Since late 2013, the Mandela Dialogues have tackled the question of how we can shape the debates that surround our social memory: how, in the wake of upheaval, can victims of oppression be integrated in efforts to reappraise the past? And how can the multi-voiced culture of memory, which derives from society and archive materials, help build a strong state for the future?
Some 26 participants from 10 countries were involved. They ranged from a high-ranking Kenyan lawyer and an Argentinean federal judge, to the director of a South African human rights centre and a media activist from Canada.

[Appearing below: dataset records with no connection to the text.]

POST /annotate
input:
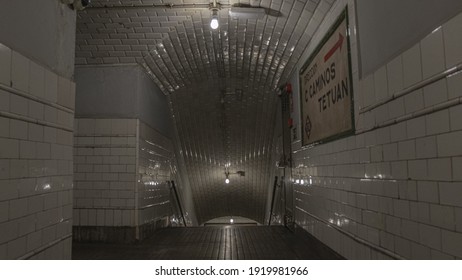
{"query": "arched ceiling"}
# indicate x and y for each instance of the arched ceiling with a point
(221, 83)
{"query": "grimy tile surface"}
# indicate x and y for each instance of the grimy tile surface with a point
(210, 243)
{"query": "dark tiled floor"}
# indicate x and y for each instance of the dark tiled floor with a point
(205, 243)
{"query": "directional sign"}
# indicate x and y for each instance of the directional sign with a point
(326, 95)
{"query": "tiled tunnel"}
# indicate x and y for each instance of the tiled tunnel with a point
(296, 129)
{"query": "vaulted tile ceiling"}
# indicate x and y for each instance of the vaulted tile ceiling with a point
(221, 83)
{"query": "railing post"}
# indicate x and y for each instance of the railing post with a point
(272, 199)
(178, 201)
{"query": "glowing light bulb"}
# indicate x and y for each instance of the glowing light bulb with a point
(214, 22)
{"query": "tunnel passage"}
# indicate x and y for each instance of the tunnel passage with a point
(213, 243)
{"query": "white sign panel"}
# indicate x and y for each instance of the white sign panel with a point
(326, 96)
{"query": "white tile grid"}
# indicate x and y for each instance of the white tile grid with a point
(104, 169)
(427, 211)
(36, 181)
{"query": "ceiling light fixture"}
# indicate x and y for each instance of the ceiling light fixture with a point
(214, 7)
(227, 174)
(227, 177)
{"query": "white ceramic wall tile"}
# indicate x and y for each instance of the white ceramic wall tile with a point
(395, 75)
(433, 60)
(451, 193)
(435, 93)
(5, 65)
(35, 214)
(412, 66)
(20, 72)
(51, 86)
(455, 114)
(381, 84)
(452, 243)
(421, 155)
(37, 80)
(453, 42)
(455, 85)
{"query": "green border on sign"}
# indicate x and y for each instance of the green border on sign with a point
(342, 16)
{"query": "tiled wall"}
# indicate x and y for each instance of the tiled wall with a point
(121, 169)
(36, 127)
(104, 176)
(394, 189)
(156, 200)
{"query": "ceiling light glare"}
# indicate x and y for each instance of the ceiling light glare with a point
(214, 22)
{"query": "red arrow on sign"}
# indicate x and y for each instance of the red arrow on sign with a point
(337, 46)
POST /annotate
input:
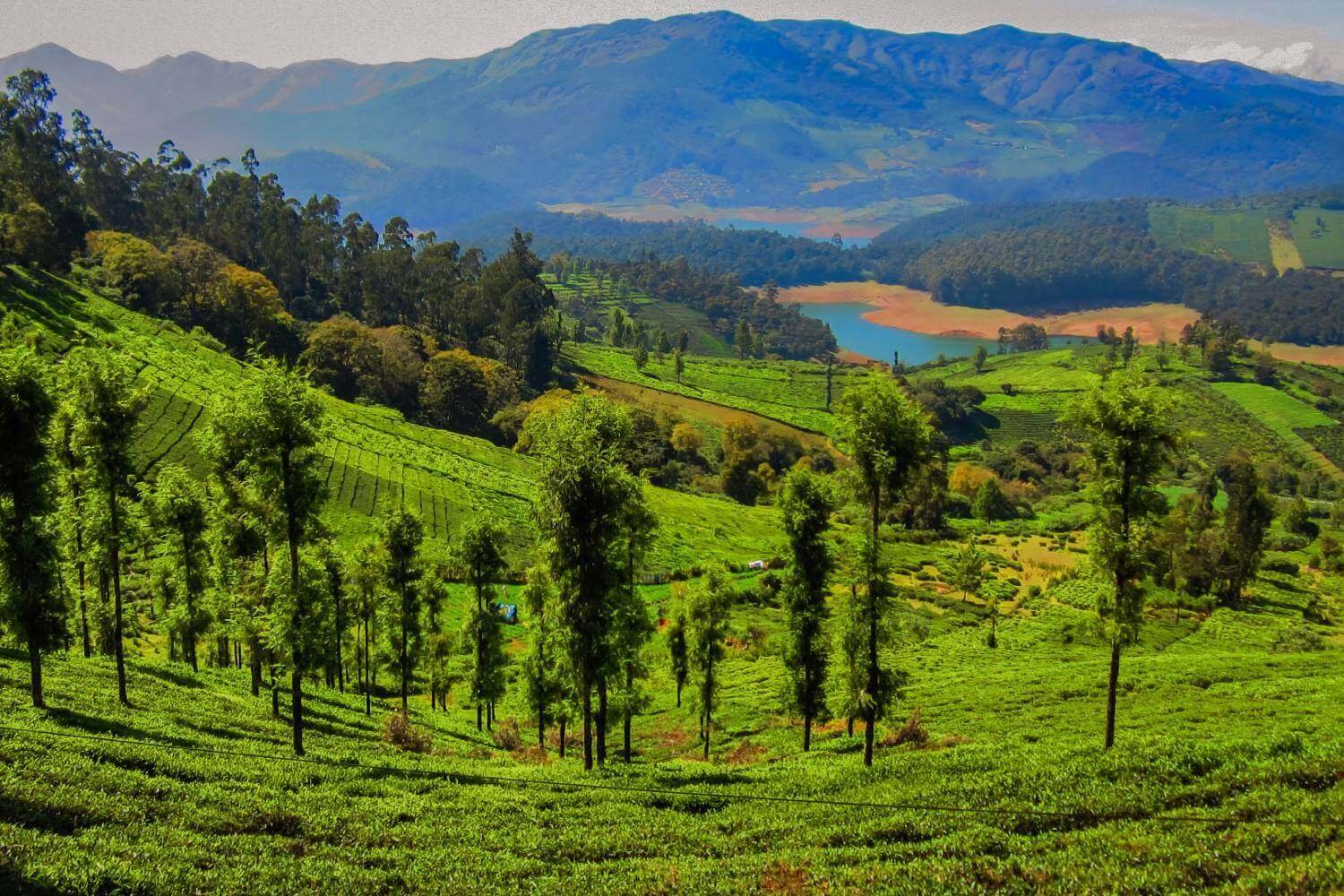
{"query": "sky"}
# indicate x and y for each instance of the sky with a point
(1301, 37)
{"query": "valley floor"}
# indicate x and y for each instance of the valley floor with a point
(1230, 734)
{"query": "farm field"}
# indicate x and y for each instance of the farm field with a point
(1319, 234)
(375, 458)
(790, 392)
(916, 311)
(1271, 237)
(1236, 234)
(1220, 720)
(655, 312)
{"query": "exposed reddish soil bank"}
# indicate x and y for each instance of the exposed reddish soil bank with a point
(916, 311)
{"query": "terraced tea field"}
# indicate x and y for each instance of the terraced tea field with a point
(655, 312)
(792, 392)
(375, 458)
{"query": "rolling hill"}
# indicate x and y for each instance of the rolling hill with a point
(375, 458)
(722, 109)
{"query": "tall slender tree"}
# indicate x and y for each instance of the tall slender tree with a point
(177, 508)
(582, 493)
(806, 506)
(366, 575)
(1125, 425)
(104, 406)
(402, 535)
(707, 619)
(540, 668)
(74, 516)
(677, 651)
(480, 552)
(887, 435)
(271, 426)
(1245, 524)
(30, 598)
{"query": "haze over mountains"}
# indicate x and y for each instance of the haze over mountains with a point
(722, 109)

Following an introductory meeting in November 2013 in South Africa, and a study trip to Cambodia in March 2014, the participants gathered for the final time as a group, from 28-30 July, in the Jewish Museum in Berlin. Here, they continued to develop initiatives that they will pursue in their home environments.
The planned measures include media-based memory work projects and a mobile "Center of Memory" for the Inuit of Canada; projects to involve perpetrators in the process of dealing with the past in Cambodia; an international book project on the Mandela Dialogues; a regional dialogue on memory work in Latin America; and the development of discussion events for Bosnia that will involve the younger generations in reappraising the past.
The significance of memory work
There were plenty of concrete proposals to discuss following the final module of the Mandela Dialogues in Berlin. The Jewish Museum, which had generously provided its space to support the dialogue process, then also hosted the Berlin Forum for Dialogue and Exchange.
Taking part in this event were, among others, State Secretary Thomas Silberhorn of BMZ, the South African ambassador to Berlin, Rev. Makhenkesi Arnold Stofile and, representing GIZ, Vice-Chair of the Management Board Christoph Beier. After hearing contributions from the participants, Christoph Beier responded enthusiastically: "There are many examples of how ideas developed during the dialogue process are already being introduced into the debates in the participants’ home countries."
"The culture of memory is important for us all," said Thomas Silberhorn. "It helps us to deal with things we’ve experienced, to talk about our memories and to learn for the future. This makes it possible for us, as societies, to avoid repeating the same mistakes in future that have occurred elsewhere in the world."
One of the participants from Serbia also highlighted the significance of memory work for the present and future. "Spending time reflecting on the past," he said, "means, above all, taking care of the future." After all, the purpose of many of the participants’ work is to open up new opportunities for future generations.
While the forum event may have marked the official close of the year-long Mandela Dialogues, this doesn’t mean the activities have come to an end. On the contrary, considering the many projects launched in the last few months, Wiebke Koenig, director of the Global Leadership Academy, maintains that "for the 26 participants, this is a new beginning".